I don't know where in the universe people, especially teenagers and young adults, decided it was OK to just spend months and months talking to someone and getting to know them in a romantic way without planning to be with them exclusively. But if you think about it, that's really wasting time that could be spent investing in someone who truly cares about you.

Call me old school, but if we're "talking" that means we are friends, only friends, and nothing but friends.

You don't get to reap the benefits of being my boyfriend because we're "talking," remember. You can't get mad at me if I see someone who I find attractive and I let it be known that I think he's cute — we're not exclusive, so I can look at whoever I want.

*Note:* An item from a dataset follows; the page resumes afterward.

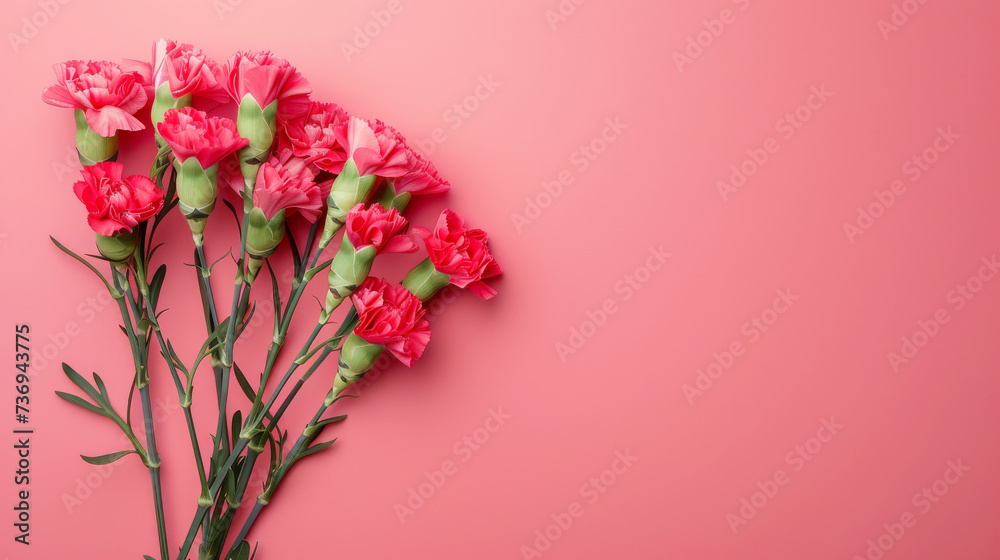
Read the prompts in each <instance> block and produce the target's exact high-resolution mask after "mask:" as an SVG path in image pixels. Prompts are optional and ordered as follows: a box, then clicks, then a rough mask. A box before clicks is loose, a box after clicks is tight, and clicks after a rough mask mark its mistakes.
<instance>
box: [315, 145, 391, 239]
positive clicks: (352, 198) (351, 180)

This generation has gotten so comfortable with staying content in the "talking stage" that I don't even think they know what it feels like to go on a date with someone who likes you deeply, or maybe even is in love with you.

Where did this whole thing come from and how? Who made this mainstream?

Not all relationships that started out in the talking stage are doomed, of course, and I congratulate those who are in strong relationships that started off as just talking. However, the talking stage is something I don't want to find myself in. Been there, done that, and I don't want to go back.

Moving forward, I would like to see the talking stage disappear and go back to the old fashioned way of being friends first and then deciding to take that friendship to a new level. The talking stage is such an easy place to get comfortable in and it leaves so many holes and room for error and miscommunication.

I want my relationship to be built off of a strong friendship because even if we weren't meant to be romantically, at least we still have our friendship and that's important to me. I cherish my friendships so much that I would hate to throw it away because we spent too much time just talking, getting to know quick facts instead of getting to know each other deep down.